The vGPU drivers are distributed through the NVIDIA Enterprise Software Licensing portal through the NVIDIA Virtual GPU or AI Enterprise product sets and require a license to use   If you are using PCI Passthrough instead of GRID, you can download the NVIDIA Data Center/Tesla Drivers from the data center driver download page

I am using the NVAIE product set for some of my testing, so I will be installing a vGPU driver. The steps to install the Driver, CUDA Toolkit, and Container Toolkit are the same whether you are using a regular data center driver or the vGPU driver. You will not need to configure any licensing when using PCI Passthrough.

The drivers need to be downloaded, copied over to the virtual machine, and have the executable flag set on the file.

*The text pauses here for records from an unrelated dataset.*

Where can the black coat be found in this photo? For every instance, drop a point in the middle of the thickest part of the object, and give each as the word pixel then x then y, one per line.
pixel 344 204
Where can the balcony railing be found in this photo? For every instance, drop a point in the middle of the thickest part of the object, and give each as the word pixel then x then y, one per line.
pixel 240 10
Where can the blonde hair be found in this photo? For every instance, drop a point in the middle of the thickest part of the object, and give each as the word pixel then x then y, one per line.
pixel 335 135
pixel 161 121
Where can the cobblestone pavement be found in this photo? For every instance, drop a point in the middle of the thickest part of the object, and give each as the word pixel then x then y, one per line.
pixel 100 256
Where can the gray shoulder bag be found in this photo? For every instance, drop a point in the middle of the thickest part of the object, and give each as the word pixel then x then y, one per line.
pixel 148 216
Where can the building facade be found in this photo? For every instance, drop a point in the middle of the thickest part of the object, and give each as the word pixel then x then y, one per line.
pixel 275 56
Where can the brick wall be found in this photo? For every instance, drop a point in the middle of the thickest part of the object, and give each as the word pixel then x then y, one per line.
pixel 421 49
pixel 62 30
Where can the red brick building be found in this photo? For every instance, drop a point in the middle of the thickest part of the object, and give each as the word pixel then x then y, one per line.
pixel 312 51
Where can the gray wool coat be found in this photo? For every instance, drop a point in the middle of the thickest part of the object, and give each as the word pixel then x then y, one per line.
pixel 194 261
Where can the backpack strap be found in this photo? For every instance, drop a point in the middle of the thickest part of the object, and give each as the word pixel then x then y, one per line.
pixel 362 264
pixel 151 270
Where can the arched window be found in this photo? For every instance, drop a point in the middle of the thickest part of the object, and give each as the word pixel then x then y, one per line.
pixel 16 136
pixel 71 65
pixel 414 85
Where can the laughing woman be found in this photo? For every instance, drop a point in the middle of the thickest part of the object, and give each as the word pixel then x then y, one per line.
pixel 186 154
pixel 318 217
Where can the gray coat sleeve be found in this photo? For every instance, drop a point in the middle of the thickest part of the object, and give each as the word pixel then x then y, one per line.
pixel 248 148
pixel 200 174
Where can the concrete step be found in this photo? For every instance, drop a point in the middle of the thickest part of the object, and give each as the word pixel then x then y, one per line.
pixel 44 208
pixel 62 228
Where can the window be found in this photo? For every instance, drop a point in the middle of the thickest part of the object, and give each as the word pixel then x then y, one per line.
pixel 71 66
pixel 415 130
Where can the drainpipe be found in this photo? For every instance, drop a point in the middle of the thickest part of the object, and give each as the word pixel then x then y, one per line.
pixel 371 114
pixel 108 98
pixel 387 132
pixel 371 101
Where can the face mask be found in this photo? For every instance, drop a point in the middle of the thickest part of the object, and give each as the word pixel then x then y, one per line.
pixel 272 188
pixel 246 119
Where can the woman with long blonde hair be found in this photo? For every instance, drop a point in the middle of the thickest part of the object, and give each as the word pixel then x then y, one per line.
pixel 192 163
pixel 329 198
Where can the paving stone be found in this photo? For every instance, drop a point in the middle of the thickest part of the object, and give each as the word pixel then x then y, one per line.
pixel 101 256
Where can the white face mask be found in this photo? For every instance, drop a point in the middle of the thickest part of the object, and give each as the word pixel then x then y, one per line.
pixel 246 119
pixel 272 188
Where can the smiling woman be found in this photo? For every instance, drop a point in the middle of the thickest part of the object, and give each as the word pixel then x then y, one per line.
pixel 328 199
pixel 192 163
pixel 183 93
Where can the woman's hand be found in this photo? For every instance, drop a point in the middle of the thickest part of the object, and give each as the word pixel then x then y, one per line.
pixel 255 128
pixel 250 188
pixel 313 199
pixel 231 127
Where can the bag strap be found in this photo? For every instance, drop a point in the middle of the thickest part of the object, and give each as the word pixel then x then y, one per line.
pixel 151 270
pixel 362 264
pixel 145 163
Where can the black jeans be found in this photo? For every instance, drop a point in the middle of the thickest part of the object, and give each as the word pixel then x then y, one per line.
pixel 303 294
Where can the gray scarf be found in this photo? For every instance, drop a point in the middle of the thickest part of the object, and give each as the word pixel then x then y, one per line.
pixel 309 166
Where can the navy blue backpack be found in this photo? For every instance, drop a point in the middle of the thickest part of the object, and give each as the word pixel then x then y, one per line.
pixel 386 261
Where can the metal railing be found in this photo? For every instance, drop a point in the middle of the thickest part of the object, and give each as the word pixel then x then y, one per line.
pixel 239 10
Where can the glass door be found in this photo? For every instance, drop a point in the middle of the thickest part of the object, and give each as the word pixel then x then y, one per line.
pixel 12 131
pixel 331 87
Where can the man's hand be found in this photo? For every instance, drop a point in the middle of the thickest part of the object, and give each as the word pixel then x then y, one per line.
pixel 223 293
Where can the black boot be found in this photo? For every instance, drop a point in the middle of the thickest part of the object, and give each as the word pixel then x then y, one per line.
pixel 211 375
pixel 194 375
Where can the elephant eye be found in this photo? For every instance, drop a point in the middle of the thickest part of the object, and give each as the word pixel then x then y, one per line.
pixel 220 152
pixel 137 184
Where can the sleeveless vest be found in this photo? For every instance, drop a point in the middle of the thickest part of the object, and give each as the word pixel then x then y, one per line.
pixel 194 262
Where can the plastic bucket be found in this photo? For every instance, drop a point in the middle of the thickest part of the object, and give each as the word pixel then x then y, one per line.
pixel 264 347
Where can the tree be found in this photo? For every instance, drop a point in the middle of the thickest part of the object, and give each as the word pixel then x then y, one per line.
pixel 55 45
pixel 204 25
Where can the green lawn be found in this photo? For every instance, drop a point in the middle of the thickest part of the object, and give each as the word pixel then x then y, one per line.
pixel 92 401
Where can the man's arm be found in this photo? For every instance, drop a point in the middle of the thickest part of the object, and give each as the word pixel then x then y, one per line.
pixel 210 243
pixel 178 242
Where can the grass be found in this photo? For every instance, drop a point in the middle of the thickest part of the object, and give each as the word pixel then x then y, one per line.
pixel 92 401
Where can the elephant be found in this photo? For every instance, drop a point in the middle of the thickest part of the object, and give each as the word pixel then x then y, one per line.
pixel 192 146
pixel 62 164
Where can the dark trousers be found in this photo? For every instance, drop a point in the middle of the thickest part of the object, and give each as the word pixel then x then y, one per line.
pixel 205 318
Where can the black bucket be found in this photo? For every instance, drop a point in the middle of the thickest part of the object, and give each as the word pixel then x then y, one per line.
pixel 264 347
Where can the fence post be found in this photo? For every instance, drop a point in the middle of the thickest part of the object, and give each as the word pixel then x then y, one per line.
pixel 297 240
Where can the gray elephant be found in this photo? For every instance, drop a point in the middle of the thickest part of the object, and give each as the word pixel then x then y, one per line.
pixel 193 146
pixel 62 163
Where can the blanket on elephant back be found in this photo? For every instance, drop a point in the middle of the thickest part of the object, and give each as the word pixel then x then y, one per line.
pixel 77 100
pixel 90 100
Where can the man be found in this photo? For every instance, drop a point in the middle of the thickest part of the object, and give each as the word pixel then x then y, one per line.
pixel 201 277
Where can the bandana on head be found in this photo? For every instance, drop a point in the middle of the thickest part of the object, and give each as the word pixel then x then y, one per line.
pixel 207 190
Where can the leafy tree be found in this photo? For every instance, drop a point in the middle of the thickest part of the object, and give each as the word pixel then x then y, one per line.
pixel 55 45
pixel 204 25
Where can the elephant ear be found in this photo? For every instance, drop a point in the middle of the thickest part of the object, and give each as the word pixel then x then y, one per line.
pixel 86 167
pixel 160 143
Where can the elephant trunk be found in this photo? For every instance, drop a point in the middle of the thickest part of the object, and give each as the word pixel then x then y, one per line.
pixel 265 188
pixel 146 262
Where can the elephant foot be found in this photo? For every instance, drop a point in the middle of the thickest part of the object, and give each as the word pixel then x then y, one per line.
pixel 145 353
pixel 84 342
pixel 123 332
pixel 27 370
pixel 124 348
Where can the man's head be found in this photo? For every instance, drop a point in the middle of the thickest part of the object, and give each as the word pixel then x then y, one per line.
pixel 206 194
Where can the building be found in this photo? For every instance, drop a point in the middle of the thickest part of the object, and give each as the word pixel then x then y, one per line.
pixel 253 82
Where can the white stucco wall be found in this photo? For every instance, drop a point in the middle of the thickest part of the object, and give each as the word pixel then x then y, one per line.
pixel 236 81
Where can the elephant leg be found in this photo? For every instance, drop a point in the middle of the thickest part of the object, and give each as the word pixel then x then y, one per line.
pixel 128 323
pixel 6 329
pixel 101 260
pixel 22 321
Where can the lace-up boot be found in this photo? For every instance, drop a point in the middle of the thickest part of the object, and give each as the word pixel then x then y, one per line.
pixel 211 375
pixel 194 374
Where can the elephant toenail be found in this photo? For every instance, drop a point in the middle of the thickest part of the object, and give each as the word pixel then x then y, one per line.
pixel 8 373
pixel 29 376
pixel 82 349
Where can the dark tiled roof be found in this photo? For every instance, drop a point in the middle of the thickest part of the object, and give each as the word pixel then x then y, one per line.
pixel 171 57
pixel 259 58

sudo chmod +X NVIDIA-Linux-x86_64-550.54.15-grid.run
sudo bash ./NVIDIA-Linux-x86_64-550.54.15-grid.run --dkms

Click OK for any messages that are displayed during install.  Once the installation is complete, reboot the server.

After the install completes, type the following command to verify that the driver is installed properly.

nvidia-smi

You should receive an output similar to the following: 

Installing the CUDA Toolkit

Like the GRID Driver installer, NVIDIA distributes the CUDA Toolkit as both a .run and .deb installer. For this step, I’ll be using the .deb installer as it works with Debian’s built-in package management, can handle upgrades when new CUDA versions are released, and contains a multiple meta package installation options that are documented in the CUDA installation documentation.

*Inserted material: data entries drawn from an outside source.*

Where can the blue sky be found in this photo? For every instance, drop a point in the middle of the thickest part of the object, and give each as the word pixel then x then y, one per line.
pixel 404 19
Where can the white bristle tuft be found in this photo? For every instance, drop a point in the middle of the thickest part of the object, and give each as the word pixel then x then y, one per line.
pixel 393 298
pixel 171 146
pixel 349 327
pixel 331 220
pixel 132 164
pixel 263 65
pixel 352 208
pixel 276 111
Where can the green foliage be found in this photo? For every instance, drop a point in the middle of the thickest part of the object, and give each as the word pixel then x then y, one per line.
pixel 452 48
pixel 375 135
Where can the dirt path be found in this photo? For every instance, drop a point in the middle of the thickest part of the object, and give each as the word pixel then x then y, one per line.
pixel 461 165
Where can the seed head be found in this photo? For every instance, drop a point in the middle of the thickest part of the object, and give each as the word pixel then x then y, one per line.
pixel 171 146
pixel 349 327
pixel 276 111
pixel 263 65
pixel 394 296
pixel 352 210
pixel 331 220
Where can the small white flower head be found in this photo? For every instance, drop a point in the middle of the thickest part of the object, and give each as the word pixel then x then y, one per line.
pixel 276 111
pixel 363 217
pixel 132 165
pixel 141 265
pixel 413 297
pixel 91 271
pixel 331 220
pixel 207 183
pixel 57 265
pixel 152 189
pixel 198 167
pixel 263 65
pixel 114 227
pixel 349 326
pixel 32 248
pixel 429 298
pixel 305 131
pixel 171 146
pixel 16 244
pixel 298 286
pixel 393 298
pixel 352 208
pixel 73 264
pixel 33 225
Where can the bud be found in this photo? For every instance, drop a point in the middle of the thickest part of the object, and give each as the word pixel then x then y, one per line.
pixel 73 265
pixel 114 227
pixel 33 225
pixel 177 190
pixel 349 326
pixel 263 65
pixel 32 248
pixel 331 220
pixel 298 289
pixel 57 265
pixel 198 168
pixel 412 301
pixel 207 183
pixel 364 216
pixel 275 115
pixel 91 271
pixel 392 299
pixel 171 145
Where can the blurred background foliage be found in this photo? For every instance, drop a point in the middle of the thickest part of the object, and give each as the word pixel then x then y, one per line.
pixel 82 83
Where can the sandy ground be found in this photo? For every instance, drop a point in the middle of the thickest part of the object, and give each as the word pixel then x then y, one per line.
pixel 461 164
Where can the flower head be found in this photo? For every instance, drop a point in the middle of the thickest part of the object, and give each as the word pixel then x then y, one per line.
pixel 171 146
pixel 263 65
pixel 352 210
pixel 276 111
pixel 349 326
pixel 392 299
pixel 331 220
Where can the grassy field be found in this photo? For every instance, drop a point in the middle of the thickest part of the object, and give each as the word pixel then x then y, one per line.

By default, the CUDA toolkit installer will try to install an NVIDIA driver.  Since this deployment is using a vGPU driver, we don’t want to use the driver included with CUDA.  NVIDIA is very prescriptive about which driver versions work with vGPU, and installing a different driver, even if it is the same version, will result in errors.  

The first step is to install the CUDA keyring and enable the contrib repository.  The keyring file contains the repository information and the GPG signing key.  Use the following commands to complete this step:

wget https://developer.download.nvidia.com/compute/cuda/repos/debian12/x86_64/cuda-keyring_1.1-1_all.deb
sudo dpkg -i cuda-keyring_1.1-1_all.deb
sudo add-apt-repository contrib

The next step is to update our Apt-Get repos and install the CUDA Toolkit. The CUDA toolkit requires a number of additional packages that will be installed alongside the main application.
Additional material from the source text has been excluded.